Nie dobijajcie nauczycieli

Zamiast czytać opinie o nauczycielach, powinienem napić się żrącego kwasu. Lepiej bym się poczuł. Niestety, zachciało mi się prześledzić to, co dzisiaj z powodu naszego strajku ludzie pisali o pracownikach oświaty. Paru innych belfrów z mojego liceum też czytało, jednak reszta powiedziała, że nie chce wiedzieć, co ludzie wypisują o nauczycielach. Widocznie ta reszta chce zachować optymizm za wszelką cenę. Trudno pracować w szkole bez sporej dawki optymizmu.

Ci, co czytali, zaczęli od razu cierpieć. Jak powiedział poeta (o Homerze): „skoro widziałeś tak wiele, teraz już nie zobaczysz nic”. I właśnie po przeczytaniu dzisiejszych wpisów o nauczycielach paru belfrów oślepło. A przynajmniej oślepło im serce. Wrażliwi oślepli najbardziej.
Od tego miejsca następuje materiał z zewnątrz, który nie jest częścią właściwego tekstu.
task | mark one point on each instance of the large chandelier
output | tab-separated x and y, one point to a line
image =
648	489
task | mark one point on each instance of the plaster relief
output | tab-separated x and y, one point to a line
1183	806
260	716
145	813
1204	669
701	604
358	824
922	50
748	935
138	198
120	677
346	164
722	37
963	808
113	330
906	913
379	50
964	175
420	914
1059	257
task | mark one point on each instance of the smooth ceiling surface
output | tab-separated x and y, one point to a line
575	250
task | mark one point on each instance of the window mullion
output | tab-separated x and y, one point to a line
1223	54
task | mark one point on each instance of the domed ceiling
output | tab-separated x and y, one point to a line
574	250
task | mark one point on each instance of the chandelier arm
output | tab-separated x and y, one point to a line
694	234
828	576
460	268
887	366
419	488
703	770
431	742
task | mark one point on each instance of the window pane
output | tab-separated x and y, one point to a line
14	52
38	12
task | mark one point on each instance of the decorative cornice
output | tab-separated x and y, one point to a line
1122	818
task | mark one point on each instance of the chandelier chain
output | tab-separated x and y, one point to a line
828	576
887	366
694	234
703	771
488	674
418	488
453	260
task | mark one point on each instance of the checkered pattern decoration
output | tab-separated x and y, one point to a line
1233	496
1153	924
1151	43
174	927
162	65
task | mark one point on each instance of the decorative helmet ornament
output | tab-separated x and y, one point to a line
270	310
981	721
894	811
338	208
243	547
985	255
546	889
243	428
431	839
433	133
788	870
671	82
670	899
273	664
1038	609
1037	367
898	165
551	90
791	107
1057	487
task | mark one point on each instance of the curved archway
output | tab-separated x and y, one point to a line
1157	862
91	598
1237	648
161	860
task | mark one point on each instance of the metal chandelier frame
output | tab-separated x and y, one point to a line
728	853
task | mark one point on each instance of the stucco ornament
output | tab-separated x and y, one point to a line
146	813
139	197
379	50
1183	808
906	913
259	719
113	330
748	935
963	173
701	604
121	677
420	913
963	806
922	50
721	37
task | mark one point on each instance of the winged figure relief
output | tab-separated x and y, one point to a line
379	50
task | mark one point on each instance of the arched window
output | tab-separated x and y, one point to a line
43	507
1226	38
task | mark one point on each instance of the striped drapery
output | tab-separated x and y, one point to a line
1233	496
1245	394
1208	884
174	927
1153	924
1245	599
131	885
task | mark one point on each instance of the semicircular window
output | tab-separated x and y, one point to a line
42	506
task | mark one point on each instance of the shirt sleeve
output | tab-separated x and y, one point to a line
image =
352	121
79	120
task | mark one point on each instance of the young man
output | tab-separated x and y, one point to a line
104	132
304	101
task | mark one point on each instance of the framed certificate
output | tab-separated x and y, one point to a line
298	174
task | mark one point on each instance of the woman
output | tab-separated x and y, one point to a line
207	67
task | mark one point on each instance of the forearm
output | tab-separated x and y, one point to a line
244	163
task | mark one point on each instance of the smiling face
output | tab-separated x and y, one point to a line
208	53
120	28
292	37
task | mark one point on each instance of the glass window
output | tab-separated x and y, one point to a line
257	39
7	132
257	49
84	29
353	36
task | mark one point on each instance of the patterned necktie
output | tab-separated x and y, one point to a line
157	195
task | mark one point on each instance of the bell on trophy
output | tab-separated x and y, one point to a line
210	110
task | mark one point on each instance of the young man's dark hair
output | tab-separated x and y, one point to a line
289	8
Próbowałem pocieszać koleżanki i kolegów, ale ich dusze już się wypełniły brudami, jakie wrzucano dziś do internetu przeciwko nauczycielom. Najtrudniej oczyścić własną duszę.

Głupie słowa ranią bardziej niż miecz obosieczny. Ludzie piszą, co im ślina na język przyniesie, a nauczyciele bardzo przeżywają te wszystkie opinie. Jednych krytyka wzmacnia, a innych pozbawia chęci do pracy. Dzisiaj z niejednego ciała pedagogicznego uleciała dusza i został sam szkielet. Niestety, szkielet belfra nie nadaje się na pomoc naukową. Belfer musi mieć ciało i duszę. I tęgą głowę na karku. Szkielet nie uczy.

Jutro wracamy do pracy. Od zachowania uczniów zależy, czy bezduszne szkielety nauczycieli wypełnią się życiem.